I use ADF to ingest the data from SQL server to ADLS GEN2 in a Parquet Snappy format, But the size of the file in sink goes upto 120 GB, The size causes me a lot of problem when I read this file in Spark and join the data from this file with many other Parquet files.
I am thinking to use Delta lake's unmanage table with the location pointing to the ADLS location, I am able to create an UnManaged table if I don't specify any partition using this
" CONVERT TO DELTA parquet.PATH TO FOLDER CONTAINING A PARQUET FILE(S)
"
But if I would want to partition this file for query optimization
" CONVERT TO DELTA parquet.PATH TO FOLDER CONTAINING A PARQUET FILE(S)

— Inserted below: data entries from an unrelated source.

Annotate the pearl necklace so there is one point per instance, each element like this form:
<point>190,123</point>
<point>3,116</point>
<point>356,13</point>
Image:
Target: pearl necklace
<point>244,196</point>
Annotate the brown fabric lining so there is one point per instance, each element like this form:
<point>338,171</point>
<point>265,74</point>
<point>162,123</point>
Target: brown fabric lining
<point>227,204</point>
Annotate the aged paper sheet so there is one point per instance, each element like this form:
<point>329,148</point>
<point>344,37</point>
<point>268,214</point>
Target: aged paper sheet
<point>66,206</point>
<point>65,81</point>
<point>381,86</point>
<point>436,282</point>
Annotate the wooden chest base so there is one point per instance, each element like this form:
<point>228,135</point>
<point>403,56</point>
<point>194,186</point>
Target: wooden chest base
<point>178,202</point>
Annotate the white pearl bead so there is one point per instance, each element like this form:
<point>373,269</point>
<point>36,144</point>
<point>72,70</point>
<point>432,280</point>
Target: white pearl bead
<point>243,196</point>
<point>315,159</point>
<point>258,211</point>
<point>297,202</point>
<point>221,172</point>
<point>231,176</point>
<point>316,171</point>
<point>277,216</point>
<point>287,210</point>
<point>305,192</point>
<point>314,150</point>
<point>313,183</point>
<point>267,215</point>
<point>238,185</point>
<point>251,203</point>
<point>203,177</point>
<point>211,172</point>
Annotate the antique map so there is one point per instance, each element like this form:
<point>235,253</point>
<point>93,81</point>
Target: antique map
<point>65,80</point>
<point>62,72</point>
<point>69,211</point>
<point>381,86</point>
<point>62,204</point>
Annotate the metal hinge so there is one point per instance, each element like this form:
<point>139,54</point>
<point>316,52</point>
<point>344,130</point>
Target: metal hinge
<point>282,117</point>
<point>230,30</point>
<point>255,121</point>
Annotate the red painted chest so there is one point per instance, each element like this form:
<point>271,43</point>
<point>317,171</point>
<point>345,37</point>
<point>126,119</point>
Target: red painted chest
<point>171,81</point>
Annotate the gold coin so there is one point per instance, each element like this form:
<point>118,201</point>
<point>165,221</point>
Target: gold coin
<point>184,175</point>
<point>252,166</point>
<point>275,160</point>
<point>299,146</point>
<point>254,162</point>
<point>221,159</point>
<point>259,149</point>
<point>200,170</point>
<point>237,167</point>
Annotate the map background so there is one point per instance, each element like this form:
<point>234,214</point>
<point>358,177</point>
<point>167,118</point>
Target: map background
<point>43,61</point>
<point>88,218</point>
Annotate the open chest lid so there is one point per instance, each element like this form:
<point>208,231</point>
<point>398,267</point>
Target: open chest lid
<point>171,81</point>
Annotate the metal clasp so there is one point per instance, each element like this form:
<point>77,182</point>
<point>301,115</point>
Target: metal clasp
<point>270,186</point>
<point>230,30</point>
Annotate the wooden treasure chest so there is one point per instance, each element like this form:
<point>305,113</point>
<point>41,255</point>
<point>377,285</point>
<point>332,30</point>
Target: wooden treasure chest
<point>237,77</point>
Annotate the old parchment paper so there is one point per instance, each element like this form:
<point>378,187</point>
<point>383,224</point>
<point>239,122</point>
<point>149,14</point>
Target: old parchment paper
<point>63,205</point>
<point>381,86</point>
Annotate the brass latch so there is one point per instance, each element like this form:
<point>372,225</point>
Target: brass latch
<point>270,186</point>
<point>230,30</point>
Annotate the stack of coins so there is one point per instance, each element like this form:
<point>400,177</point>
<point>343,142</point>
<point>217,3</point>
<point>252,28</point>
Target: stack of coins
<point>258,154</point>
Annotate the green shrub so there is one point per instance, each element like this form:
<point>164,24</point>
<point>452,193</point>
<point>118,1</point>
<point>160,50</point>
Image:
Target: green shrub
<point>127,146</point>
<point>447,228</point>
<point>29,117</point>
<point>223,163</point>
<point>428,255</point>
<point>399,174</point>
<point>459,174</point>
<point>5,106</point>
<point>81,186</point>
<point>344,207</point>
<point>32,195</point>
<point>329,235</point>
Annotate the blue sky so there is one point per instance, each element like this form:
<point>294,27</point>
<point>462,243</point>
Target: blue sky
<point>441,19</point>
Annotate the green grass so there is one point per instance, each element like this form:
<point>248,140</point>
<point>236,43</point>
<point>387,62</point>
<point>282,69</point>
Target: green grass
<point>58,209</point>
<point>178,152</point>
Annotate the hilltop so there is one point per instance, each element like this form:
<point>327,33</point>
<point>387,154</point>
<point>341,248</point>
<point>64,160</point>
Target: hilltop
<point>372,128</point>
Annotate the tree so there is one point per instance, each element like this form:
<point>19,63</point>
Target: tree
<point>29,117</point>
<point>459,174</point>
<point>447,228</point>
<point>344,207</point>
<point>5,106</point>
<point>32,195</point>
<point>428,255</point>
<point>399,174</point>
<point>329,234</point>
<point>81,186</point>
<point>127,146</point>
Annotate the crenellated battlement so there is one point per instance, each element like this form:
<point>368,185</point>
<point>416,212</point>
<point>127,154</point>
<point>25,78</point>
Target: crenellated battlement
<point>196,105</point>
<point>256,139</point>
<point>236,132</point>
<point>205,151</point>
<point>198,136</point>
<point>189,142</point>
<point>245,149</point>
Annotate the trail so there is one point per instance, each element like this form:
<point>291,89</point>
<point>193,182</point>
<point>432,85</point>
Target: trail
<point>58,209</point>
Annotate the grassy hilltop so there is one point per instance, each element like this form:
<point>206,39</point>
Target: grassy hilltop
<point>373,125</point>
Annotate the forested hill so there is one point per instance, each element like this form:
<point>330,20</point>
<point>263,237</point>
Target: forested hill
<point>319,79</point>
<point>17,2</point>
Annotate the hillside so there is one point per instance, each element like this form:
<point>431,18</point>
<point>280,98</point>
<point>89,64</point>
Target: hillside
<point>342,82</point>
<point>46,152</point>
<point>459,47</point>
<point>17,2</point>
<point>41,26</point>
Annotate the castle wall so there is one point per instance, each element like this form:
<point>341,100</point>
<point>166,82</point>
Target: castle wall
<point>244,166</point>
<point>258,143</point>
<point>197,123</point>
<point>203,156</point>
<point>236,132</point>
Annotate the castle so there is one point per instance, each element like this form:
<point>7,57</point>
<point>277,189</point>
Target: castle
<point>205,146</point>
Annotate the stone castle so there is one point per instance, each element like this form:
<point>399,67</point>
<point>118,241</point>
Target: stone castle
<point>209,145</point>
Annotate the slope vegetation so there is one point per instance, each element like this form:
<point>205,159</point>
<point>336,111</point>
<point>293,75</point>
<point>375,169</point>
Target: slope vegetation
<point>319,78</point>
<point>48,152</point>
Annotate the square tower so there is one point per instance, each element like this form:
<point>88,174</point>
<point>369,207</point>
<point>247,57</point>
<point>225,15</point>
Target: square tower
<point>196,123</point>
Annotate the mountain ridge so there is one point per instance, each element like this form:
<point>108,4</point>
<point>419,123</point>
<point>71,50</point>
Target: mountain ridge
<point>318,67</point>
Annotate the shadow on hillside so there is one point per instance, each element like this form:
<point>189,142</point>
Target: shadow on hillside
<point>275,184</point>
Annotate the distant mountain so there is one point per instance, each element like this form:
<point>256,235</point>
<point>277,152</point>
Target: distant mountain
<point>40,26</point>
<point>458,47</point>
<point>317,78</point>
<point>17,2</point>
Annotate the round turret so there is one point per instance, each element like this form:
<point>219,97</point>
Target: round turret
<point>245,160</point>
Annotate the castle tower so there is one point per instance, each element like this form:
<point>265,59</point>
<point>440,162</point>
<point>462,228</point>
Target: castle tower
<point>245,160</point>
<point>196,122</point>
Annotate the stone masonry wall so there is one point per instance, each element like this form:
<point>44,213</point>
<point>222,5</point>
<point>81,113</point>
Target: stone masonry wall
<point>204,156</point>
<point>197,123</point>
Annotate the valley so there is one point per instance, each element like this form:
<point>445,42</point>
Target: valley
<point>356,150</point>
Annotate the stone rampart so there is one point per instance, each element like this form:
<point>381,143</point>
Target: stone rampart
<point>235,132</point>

, PARTITIONED_COLUMN DATATYPE"
It gives me error like the one mentioned in the screenshot (find the attachment).
Error in Text :-
org.apache.spark.sql.AnalysisException: Expecting 1 partition column(s): [<PARTITIONED_COLUMN>
], but found 0 partition column(s): [] from parsing the file name: abfss://[email protected]/level1/Level2/Table1.parquet.snappy;
There is no way that I can create this Parquet file using ADF with partition details (Am open for suggestions)
Am I giving a wrong Syntax or this can be even done?